他怎麼會信洪鬆神神秘秘,打包票策劃的什麼英雄救美?
剛剛一進來,他下意識完全忘記了洪鬆交代的事情,還真以為園子裡有歹人。
李躍青直直走過去,扯起偷梨賊的黑布頭套,“……趙大膽。”
水鵲反應過來了,“你們……”
他看了看李躍青,又看了看地上的趙大膽,另一邊的洪鬆和兩個青年。
唇顫了顫,垂落身側的手揪緊衣襬,水鵲輕聲問:“你們是在故意耍我嗎?”
鴉羽似的睫毛覆下來,水鵲小聲喃喃:“耍我很好玩,對不對?”
小知青,好像難過了,生氣了。
在場的青年意識到這件事,嚥了咽口水。
“等、等等。
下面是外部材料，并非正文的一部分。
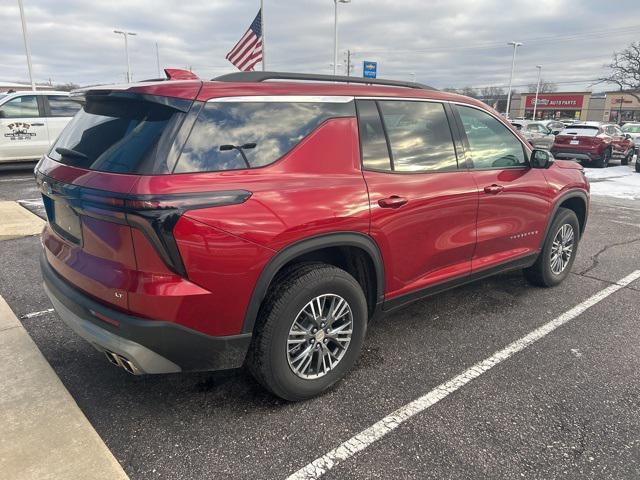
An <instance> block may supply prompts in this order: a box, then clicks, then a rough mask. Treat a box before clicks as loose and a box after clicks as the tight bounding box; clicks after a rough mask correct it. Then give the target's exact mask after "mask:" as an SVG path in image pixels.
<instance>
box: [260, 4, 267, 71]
mask: <svg viewBox="0 0 640 480" xmlns="http://www.w3.org/2000/svg"><path fill="white" fill-rule="evenodd" d="M260 24H261V25H260V26H261V30H262V71H263V72H264V71H265V70H266V69H267V54H266V53H265V51H266V44H267V36H266V35H265V32H264V0H260Z"/></svg>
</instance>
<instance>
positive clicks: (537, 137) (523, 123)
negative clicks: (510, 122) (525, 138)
mask: <svg viewBox="0 0 640 480" xmlns="http://www.w3.org/2000/svg"><path fill="white" fill-rule="evenodd" d="M511 125H513V126H514V127H516V128H517V129H518V130H520V131H521V132H522V134H523V135H524V136H525V138H526V139H527V140H528V142H529V143H530V144H531V145H532V146H533V147H534V148H542V149H544V150H549V149H551V146H552V145H553V141H554V140H555V138H556V137H555V135H554V134H553V133H552V132H551V130H550V129H548V128H547V127H546V126H545V125H544V124H542V123H541V122H531V121H527V120H513V121H512V122H511Z"/></svg>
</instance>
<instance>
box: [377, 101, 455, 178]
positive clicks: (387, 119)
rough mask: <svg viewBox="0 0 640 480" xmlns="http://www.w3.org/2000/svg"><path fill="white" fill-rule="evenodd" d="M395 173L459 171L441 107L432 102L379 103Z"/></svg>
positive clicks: (382, 118)
mask: <svg viewBox="0 0 640 480" xmlns="http://www.w3.org/2000/svg"><path fill="white" fill-rule="evenodd" d="M378 105H379V106H380V112H381V114H382V119H383V123H384V127H385V129H386V132H387V136H388V137H389V145H390V147H391V164H392V167H393V170H394V171H397V172H440V171H450V170H457V169H458V162H457V159H456V152H455V149H454V147H453V138H452V136H451V129H450V128H449V122H448V121H447V115H446V113H445V111H444V105H443V104H441V103H432V102H411V101H399V100H385V101H381V102H378Z"/></svg>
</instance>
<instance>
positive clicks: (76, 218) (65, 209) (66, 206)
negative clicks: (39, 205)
mask: <svg viewBox="0 0 640 480" xmlns="http://www.w3.org/2000/svg"><path fill="white" fill-rule="evenodd" d="M52 203H53V209H52V210H53V218H50V219H49V221H50V223H51V226H52V227H53V228H54V230H55V231H56V232H57V233H58V234H59V235H60V236H62V237H64V238H66V239H67V240H70V241H71V242H74V243H80V242H81V240H82V226H81V223H80V217H79V216H78V214H77V213H76V212H74V211H73V209H72V208H71V207H69V206H68V205H66V204H65V203H62V202H59V201H55V200H54V201H53V202H52Z"/></svg>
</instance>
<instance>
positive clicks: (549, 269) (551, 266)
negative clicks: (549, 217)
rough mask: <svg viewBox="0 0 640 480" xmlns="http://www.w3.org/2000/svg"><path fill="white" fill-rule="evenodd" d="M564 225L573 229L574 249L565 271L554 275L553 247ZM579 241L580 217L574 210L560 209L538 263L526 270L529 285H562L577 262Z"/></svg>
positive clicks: (551, 224) (567, 264) (555, 217)
mask: <svg viewBox="0 0 640 480" xmlns="http://www.w3.org/2000/svg"><path fill="white" fill-rule="evenodd" d="M564 225H570V226H571V228H572V229H573V239H574V240H573V249H572V252H571V256H570V257H569V259H568V262H567V264H566V266H565V267H564V268H563V270H562V271H561V272H560V273H554V271H553V270H552V266H551V260H552V259H551V254H552V246H553V242H554V239H555V238H556V235H558V233H559V231H560V229H561V228H562V227H563V226H564ZM579 240H580V224H579V222H578V217H576V214H575V213H574V212H573V210H569V209H568V208H559V209H558V213H557V214H556V217H555V219H554V220H553V223H552V224H551V228H549V232H548V233H547V238H546V239H545V241H544V245H543V247H542V251H541V252H540V255H538V258H537V259H536V263H534V264H533V265H532V266H531V267H529V268H525V269H524V276H525V278H526V279H527V280H528V281H529V283H532V284H533V285H537V286H539V287H554V286H556V285H558V284H560V283H562V281H563V280H564V279H565V278H567V276H568V275H569V272H570V271H571V267H572V266H573V262H574V261H575V258H576V254H577V253H578V243H579Z"/></svg>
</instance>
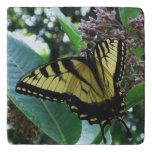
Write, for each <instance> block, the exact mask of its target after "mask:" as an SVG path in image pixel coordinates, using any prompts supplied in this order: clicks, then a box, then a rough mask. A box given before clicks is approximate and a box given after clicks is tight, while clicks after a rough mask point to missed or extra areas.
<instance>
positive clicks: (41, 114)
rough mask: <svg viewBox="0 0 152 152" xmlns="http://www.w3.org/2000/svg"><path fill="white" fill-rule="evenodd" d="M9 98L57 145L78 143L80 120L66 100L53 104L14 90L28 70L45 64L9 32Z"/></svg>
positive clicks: (80, 132) (35, 54) (8, 61)
mask: <svg viewBox="0 0 152 152" xmlns="http://www.w3.org/2000/svg"><path fill="white" fill-rule="evenodd" d="M7 44H8V46H7V49H8V52H7V55H8V61H7V70H8V71H7V79H8V92H7V95H8V97H9V98H10V99H11V100H12V101H13V103H14V104H15V105H16V106H17V107H18V108H19V109H20V110H21V111H22V112H23V113H24V114H25V115H26V116H27V117H28V118H29V119H30V120H31V121H32V122H33V123H34V124H35V125H36V126H37V127H38V128H39V129H40V130H42V131H43V132H44V133H45V134H47V135H48V136H49V137H50V138H51V139H53V140H54V141H55V142H56V143H57V144H75V143H76V142H77V140H78V139H79V137H80V134H81V121H80V120H79V119H78V118H77V116H76V115H75V114H74V113H72V112H71V111H70V110H69V108H68V107H67V105H66V104H65V103H60V104H58V103H52V102H48V101H42V100H41V99H38V98H35V97H30V96H25V95H20V94H18V93H16V92H15V86H16V84H17V82H18V80H19V79H20V78H21V76H22V75H24V74H25V73H26V72H28V71H29V70H31V69H33V68H35V67H38V66H39V65H42V64H44V63H46V62H45V61H44V60H43V58H42V57H41V56H39V55H38V54H37V53H35V52H34V51H33V50H32V49H31V48H30V47H29V46H27V45H26V44H25V43H24V42H22V41H21V40H19V39H17V38H16V37H14V36H13V35H12V34H11V33H8V43H7Z"/></svg>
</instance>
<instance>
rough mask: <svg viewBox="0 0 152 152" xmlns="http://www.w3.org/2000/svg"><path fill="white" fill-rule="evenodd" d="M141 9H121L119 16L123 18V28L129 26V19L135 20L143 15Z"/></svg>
mask: <svg viewBox="0 0 152 152" xmlns="http://www.w3.org/2000/svg"><path fill="white" fill-rule="evenodd" d="M141 11H142V10H141V9H140V8H132V7H120V8H119V16H120V18H121V22H122V23H123V26H127V25H128V21H129V20H128V19H129V17H131V18H135V17H137V16H138V15H139V14H140V13H141Z"/></svg>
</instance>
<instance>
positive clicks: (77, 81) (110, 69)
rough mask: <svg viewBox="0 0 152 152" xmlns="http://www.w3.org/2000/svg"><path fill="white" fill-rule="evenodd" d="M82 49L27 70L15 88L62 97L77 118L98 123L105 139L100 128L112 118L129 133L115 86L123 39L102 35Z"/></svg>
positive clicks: (119, 87) (25, 91) (120, 69)
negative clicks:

”
李躍青被捆住,背靠著梨樹。
事情到底是怎麼發展成這樣的?
和他一起被捆住的,還有趙大膽和洪鬆,三個人是主犯。
另外兩個隻負責扯機關的,在一旁罰站。
李躍青低下視線。
水鵲正抿住唇,唇珠壓得紅洇洇,低頭認真綁繩索,還仔仔細細地給他們拴了個賊扣。
大功告成地拍了拍手,“叫你們做壞事!”
好像連生氣報仇的樣子也……
怪可愛的。
李躍青後脖子滾燙,他又想去抬手摩挲脖子,但是被捆在樹身上,無可奈何。
“不好了!不好了!”
遠遠地,有另一個青年慌裡慌張順著山道跑上來。
洪鬆喊他:“羅崗?怎麼了?”
是羅文武的侄子,平時也是和他們一起玩的。
羅崗到了這裡,氣喘籲籲撐著膝蓋,也冇看清楚具體的情勢,急匆匆地說道:“李二,不好了!你哥出事了!現在正躺在大隊衛生所呢!”
李躍青臉色一變,下意識看向水鵲。
小知青瞳孔微縮,小臉頓時霜白,再冇看他一眼,轉身往山底下跑去。